The station-turned-museum, which opened in January, is alive with sounds gone by -- the bells, whistles and chugs of steam engines. Initially, the man who should be known as the Ansel Adams of train photography was better known for his railroad sound recordings. Push a button to elicit that industrial music.
Photographer O. Winston Link spent six days setting up this image, "Gooseneck Dam and Train No. 2, Maury River."
(O. Winston Link Museum, Roanoke, Va.)
Books, calendars and magazines (displayed in a case) often featured Link's shots, and chances are you've seen one. Some of his images, like the engines they captured, have attained a nearly mythic status. Peer into one case and the Hogwarts Express barrels toward you. (A Link photo graced a British version of the first Harry Potter book.)
An innovative kiosk lets you experiment with lighting three of Link's night photographs. Visitors can turn a light in a window on and off to see how one detail affects the overall composition. What if you backlit this or took out that set of lights? Link got it right in every shot.
Link loved the idea of his iconic train pictures being here. Before he died in 2001, he approved the museum's location because it gave his photos just the right context. It was from Roanoke that he began most of his train-shooting trips as the enthusiastic chronicler of a fading era. And from the old observation deck, you can still look eastward to the workshops where the N&W made its engines.

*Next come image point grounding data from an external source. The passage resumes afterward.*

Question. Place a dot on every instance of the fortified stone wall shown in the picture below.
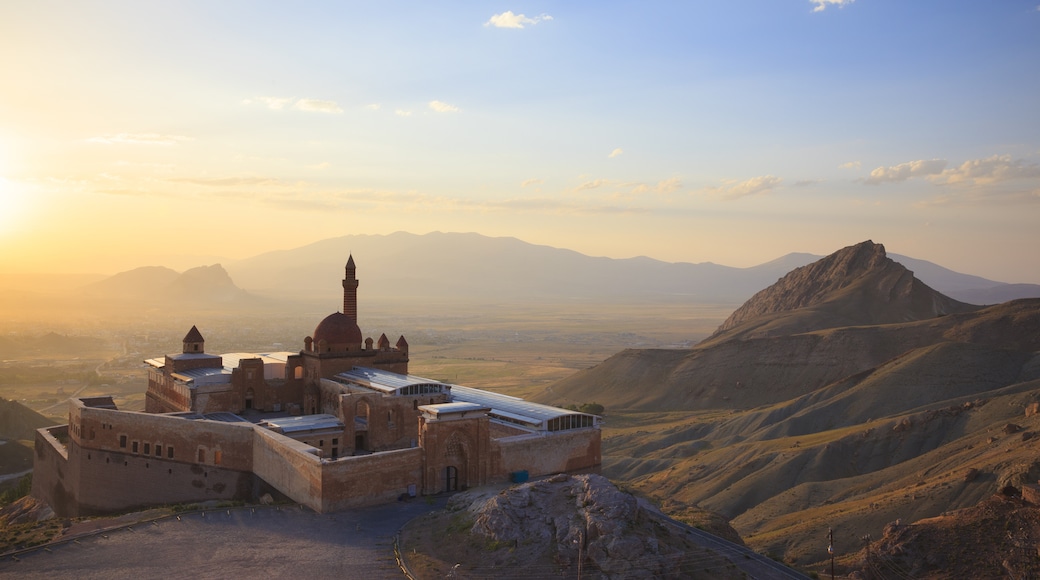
(370, 479)
(543, 454)
(50, 470)
(289, 466)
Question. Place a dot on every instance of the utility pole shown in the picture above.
(830, 549)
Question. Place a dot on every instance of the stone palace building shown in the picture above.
(338, 424)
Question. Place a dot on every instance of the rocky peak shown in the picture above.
(856, 285)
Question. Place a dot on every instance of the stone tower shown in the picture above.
(193, 343)
(351, 291)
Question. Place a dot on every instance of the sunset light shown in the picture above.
(686, 132)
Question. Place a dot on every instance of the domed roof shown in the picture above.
(338, 328)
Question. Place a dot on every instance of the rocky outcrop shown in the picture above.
(581, 520)
(855, 286)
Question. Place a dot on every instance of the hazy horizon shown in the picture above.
(187, 133)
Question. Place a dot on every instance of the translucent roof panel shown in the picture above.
(511, 407)
(387, 381)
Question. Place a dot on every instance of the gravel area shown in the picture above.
(259, 543)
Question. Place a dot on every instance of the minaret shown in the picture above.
(193, 343)
(351, 291)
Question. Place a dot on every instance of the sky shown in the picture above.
(182, 133)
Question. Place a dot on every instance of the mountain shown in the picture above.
(471, 267)
(847, 395)
(856, 286)
(202, 285)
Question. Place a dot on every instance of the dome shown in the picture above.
(338, 328)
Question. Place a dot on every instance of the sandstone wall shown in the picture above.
(543, 454)
(289, 466)
(370, 479)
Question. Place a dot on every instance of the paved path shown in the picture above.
(260, 543)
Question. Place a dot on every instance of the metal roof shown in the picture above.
(387, 381)
(304, 423)
(512, 409)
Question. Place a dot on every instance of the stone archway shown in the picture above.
(456, 463)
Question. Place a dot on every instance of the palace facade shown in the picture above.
(340, 423)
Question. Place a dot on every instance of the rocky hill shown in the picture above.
(995, 538)
(564, 526)
(204, 285)
(849, 395)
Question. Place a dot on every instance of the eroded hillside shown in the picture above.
(847, 403)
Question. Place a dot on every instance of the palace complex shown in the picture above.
(338, 424)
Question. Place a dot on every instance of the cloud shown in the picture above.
(753, 186)
(309, 105)
(226, 182)
(821, 5)
(664, 187)
(988, 170)
(510, 20)
(903, 172)
(138, 138)
(315, 105)
(594, 184)
(442, 107)
(275, 103)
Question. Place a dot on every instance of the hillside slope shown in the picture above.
(847, 395)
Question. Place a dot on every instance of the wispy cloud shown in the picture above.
(754, 186)
(510, 20)
(316, 105)
(442, 107)
(821, 5)
(274, 103)
(227, 182)
(593, 184)
(308, 105)
(988, 170)
(664, 187)
(903, 172)
(138, 138)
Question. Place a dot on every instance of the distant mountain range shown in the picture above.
(468, 269)
(471, 266)
(849, 394)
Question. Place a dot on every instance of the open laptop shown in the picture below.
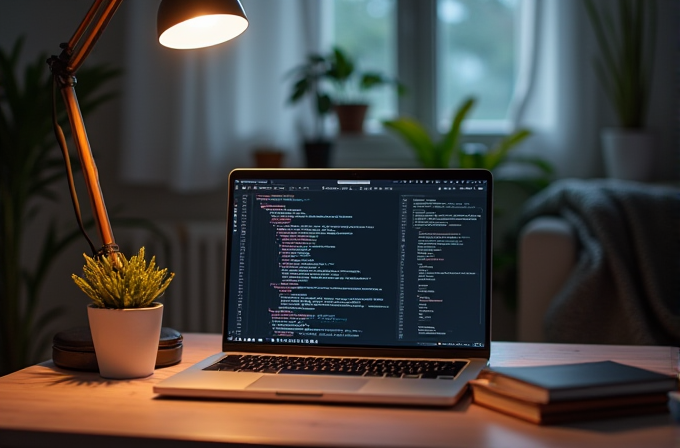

Roanoke, surrounded by gentle mountains, is just a friendly and picturesque place. Outdoor vendors hawk everything from fresh meat to tie-dye at the historic downtown farmers' market. In addition to the Link Museum, the Center in the Square complex boasts enough museums and theaters (including the Science Museum of Western Virginia) to keep train buff and non-buff alike happy for a weekend.
With the railroad setting outside and the museum minutiae inside the Link Museum, it's easy to feel immersed in life along the old N&W, as Link himself was from 1955 to 1960.
He took nearly 2,500 shots of the trains and their people in that half-decade. About 300 of them are on display here in six small galleries named after N&W divisions. The most famous -- and striking -- are the ones photographed at night.
On one level, Link's photos are documentation. But there is something transcendent and timeless about them, too. You know, as you gaze into the eyes of a proud conductor dwarfed by his shining engine or as you walk in on station agent Gladys Harriger stitching up a quilt between trains at White Top, that the era is gone forever. The photos are nostalgic and personal and deep, both in their subject matter and texture.
Like the more famous Adams, Link achieved a wide range of tones. To call the photographs "black-and-white" seems inadequate. Link "sculpted with light," as one museum text states.